How do you increase storage utilization?
by Hu Yoshida on Mar 16, 2010
A while back we did a storage assessment for a non HDS customer and showed him that his storage utilization was actually around 30% which is typical in most accounts. While that was not surprising to the operations people this was a surprise to the financial people who could not understand why 70% of their storage capacity, in this case, several hundred TBs, was not being utilized.
Management was embarrassed and immediately fingers were being pointed at the storage architect and storage administrators, who in turn pointed to the application users who were asking for way more storage than they appeared to need. Management decided that they didn’t need to buy more storage and edicted that storage utilization should be managed to 60%. They decided to stay with their current vendor and buy that vendor’s proprietary software tools to better manage storage utilization. IT operations and storage administrators had to work overtime to implement the tools, monitor allocation and usage, enforce allocation edicts, and recover from increasing outages caused by out of space conditions.

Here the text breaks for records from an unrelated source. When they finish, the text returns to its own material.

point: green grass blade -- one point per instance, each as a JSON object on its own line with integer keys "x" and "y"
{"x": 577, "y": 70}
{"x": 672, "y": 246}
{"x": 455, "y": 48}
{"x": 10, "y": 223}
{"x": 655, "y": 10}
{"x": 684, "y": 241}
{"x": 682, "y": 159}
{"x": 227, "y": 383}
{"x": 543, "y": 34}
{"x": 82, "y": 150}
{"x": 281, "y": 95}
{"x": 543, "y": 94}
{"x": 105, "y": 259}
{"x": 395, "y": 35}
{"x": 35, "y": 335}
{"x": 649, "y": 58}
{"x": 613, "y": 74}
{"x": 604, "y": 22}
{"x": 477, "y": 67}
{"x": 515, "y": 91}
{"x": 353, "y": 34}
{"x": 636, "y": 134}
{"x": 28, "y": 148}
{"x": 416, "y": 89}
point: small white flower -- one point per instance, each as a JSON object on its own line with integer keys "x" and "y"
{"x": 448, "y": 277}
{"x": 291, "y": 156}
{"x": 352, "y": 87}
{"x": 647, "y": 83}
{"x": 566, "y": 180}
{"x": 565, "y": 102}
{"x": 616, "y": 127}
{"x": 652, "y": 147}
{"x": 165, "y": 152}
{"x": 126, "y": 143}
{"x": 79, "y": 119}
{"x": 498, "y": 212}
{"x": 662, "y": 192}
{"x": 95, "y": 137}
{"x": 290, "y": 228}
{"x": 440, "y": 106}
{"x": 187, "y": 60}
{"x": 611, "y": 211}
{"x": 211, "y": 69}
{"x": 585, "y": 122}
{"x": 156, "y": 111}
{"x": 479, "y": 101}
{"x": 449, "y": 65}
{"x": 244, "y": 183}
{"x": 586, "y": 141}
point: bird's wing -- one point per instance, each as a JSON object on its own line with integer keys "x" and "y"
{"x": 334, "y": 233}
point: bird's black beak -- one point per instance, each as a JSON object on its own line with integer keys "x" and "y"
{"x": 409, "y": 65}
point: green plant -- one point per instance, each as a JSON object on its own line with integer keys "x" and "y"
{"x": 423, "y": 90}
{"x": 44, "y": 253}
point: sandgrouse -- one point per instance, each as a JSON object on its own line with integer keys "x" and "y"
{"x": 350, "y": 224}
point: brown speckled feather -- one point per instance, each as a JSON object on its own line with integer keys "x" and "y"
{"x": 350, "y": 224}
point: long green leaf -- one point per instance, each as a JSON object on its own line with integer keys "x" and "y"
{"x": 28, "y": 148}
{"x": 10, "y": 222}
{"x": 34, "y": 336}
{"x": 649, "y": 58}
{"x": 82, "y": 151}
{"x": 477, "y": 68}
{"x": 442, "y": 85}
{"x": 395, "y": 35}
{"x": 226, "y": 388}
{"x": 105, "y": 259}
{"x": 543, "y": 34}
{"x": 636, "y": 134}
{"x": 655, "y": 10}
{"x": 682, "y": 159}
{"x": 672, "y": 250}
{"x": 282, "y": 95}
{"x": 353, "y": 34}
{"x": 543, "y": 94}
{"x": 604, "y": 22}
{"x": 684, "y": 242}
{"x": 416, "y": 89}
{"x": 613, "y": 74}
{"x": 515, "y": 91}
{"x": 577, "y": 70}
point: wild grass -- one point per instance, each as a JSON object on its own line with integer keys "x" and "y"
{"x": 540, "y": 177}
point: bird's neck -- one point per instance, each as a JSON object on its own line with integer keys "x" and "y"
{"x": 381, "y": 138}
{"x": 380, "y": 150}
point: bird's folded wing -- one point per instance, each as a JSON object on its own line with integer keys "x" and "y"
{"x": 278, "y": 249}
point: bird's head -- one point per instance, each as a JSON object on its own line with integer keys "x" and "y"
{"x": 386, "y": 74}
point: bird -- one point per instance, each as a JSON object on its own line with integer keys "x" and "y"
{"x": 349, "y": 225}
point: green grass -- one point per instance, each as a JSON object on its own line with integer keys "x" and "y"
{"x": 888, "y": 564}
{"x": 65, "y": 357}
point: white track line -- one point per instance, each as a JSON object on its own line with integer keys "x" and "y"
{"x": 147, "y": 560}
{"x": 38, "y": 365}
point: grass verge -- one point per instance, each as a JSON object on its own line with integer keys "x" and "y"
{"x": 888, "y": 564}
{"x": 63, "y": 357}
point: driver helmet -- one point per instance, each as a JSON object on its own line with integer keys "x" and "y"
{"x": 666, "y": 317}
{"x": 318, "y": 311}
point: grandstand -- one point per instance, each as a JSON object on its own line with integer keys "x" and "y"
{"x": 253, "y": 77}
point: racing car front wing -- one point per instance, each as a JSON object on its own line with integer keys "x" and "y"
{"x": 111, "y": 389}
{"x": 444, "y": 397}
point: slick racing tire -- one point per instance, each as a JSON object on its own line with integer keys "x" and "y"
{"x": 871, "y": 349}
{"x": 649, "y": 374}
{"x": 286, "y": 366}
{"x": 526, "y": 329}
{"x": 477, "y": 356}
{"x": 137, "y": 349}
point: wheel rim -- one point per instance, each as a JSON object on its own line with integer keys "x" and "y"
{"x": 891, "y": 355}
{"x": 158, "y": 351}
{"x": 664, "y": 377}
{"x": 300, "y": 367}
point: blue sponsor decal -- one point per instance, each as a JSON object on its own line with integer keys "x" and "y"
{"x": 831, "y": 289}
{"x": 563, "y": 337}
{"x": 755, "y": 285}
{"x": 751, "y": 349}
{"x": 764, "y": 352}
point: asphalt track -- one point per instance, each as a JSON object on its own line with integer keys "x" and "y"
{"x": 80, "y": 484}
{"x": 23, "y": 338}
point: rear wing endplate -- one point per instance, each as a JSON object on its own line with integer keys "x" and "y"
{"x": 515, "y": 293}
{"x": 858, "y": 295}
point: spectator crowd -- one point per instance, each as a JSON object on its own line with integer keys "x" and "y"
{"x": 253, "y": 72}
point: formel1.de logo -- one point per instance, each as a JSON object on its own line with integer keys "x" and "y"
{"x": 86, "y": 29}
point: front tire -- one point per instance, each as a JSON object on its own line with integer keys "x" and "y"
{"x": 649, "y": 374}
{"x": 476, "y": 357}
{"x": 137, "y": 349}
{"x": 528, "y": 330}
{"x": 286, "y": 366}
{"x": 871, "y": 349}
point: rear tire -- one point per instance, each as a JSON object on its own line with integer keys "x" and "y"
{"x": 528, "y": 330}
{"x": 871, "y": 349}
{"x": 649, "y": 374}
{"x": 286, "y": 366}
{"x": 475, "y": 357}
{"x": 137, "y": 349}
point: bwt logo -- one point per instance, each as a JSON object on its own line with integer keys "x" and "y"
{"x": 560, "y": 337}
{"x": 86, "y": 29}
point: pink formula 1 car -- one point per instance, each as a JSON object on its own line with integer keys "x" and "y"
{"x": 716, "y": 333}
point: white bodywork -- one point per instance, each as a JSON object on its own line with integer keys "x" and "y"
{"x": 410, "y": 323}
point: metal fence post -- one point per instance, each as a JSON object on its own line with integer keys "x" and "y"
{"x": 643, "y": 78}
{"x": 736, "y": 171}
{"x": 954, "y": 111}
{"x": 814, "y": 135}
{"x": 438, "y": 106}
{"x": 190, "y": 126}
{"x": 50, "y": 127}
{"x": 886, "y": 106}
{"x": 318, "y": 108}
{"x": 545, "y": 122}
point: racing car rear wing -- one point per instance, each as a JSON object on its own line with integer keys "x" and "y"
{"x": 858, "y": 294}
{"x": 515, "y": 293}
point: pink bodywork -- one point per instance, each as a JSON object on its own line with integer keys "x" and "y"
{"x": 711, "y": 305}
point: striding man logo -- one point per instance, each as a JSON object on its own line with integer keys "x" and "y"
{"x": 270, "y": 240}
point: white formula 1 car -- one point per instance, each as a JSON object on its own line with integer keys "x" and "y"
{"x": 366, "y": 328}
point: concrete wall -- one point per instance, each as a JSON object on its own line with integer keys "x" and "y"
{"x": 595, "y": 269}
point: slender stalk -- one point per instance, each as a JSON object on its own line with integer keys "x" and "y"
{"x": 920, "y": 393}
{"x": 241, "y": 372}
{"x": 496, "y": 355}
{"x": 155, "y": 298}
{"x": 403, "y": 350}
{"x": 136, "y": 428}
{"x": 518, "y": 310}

In my view that was the wrong decision since edicting an increase in utilization by working harder was not going to solve the problem. Low storage utilization has been a standard practice to reduce operational costs and provide flexibility. In their case, they bought storage on a three year cycle so they had to have a lead time buffer for storage capacity that would hold them until the next acquisition cycle. The IT operations people knew that additional capacity was needed beyond what their users requested, for administration of backup, business continuity, development test, data transformation, and data mining, so they added to the capacity buffer. Application users knew that they needed head room to grow their applications, and bad things happen if you run out of capacity. Lacking a crystal ball to accurately predict their growth they requested more storage than they expected to use. Storage administrators who wanted to avoid those midnight and weekend calls to shift storage around when some one ran out of capacity would also add to that buffer. Low utilization is one way to manage growth in a dynamic business environment. However, increasing utilization by working harder and micro managing allocations could lead to more costs and less business agility
A more effective way to increase utilization is to implement storage virtualization and Dynamic Provisioning. Dynamic Provisioning eliminates the waste of allocated unused space and allows application users to over allocate as much as they think they need so that they never run out of capacity. Storage virtualization enables existing storage and lower level storage to contribute to Dynamic Provisioning pools through virtualization in an enterprise storage controller. With storage virtualization there is no vendor lock in for storage capacity. Storage virtualization enables the dynamic movement or reallocation of storage capacity during prime time, eliminating the need for midnight and weekend callouts. Storage virtualization and Dynamic Provisioning also eliminate the need for 3 to 5 year lead time buffers for storage acquisition. The lead time buffers become virtual and you can add storage capacity incrementally, as you need it, taking advantage of the 30% to 35 % yearly price erosion in storage capacity costs.
When you increase utilization you run a greater risk of outages caused by out of space conditions, especially if you have silos of storage. If you have 10 storage frames running at 60% utilization, there is a great likelihood that you will run out of capacity on one of those storage frames. Even if you did thin provisioning in each of those frames, one of those frames could run out of capacity. That is where storage virtualization can help by pooling all the frames into one common pool of storage capacity. The excess capacity in any or all the other storage frames can be used to address a peak demand from any application connected to this pool.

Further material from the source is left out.